Лето будет сниться… - стр. 9
Чаяние
– Чаю10! Чаю!
– И я!
– И ты?
– И мне!
Кто о чём, который про что, не всякий то разберёт. Только и захочет не каждый, да и смогут не все.
Один думает о чём-то, другой уповает на нечто, третий ожидает чего-то с надеждой, что оправдаются его предположения, а иной не мудрствует, говорит, как есть и лишь просит:
– Чаю, чаю…
– Да чего ж вам?! Про что каприз?!
– Мне б заварочки и рафинаду пару кусков…
– Так вы про это?!
– Ну, а про что ж то может быть ещё?
– В самом деле.... про что ж ещё оно может быть. Сейчас принесу. – Вздыхает визави, не в силах скрыть разочарования.
Это если рассуждать про нас, про людей. Что до птиц, так, коли воскликнет которая ласточка: «Чаю!», то в этом и чаяния её на взаимность, и призыв, и сердечный привет, а червячка она сама отыщет, добудет, принесёт, не спросившись, не упредив о том никого. Положит так к ногам, и тут же прочь, за другим. Не токмо сердечному другу, не одним птенцам, а и обронит что нарочно, поделится с менее расторопным, удачливым не так. Без лишних слов. Не растолковывая ничего и никому.
– Чаю! Чаю!
И это так славно, ибо подумать, оно никогда не помешает, никому.

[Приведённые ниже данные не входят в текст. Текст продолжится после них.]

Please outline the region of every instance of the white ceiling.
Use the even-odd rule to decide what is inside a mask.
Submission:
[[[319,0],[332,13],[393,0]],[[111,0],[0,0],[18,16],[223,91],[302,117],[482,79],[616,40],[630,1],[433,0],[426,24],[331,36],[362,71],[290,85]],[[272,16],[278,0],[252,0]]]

– Так что вы давеча имели в виду?
– Когда это?
– Да про чаяние что-то или я не расслышал…
– Показалось вам, батенька. Пейте-ка лучше чай, а то простынет.
Скорее б выходной…
Есть нечто, не подлежащее возврату. Я не про время, его хотя как-то можно умаслить и разбередить в себе ребёнка, повесу, что выбирая между небрежной, беспечной юностью и взрослением, когда ты обязан всему округ, не знает, к чему прибиться. Хочет казаться солиднее, но страшно и, кажется, что нет в том нужды, а вокруг все только о том и говорят: «Когда же ты повзрослеешь, наконец!»
Пропустив, словно скорый поезд, идущие мимо годы, растерявшемуся на перроне жизни почудится внезапно запах бабушкиных котлет, пробежит он холодком сквозняка по ногам из-под двери суеты буден. Перед тем, как растаять во рту, изнывали те котлетки под исходящей вкусным паром подливой, что стыла даже на горячей тарелке, и оставляла после себя узор, кой так хотелось слизнуть.
– А… ну что я, в самом деле, как маленький! Вот возьму и оближу тарелку!
– Давай, действуй… – Разрешит совесть. – Тарелка твоя. Только нет на ней той самой котлеты, да и бабушки нет на свете давно…
Подчас, в годовщину того самого дня, когда с криком боли впервые раскрылись вздохом лёгкие, случается уловить сквозь сон сладкий аромат торта, испечённого мамой ночью, дабы «настоялся к утру». Хотелось зажмуриться, и не открывать глаз как можно дольше, в попытке удержать мгновение из прошлого века, ухватив его за что придётся, – за вялые от безразличия ко всему руки, за неизменно волочащуюся по полу полу ветхого плаща… Да, какая, собственно, разница – за что! За-дер-жать!!! Хотя знаешь,, что это напрасно.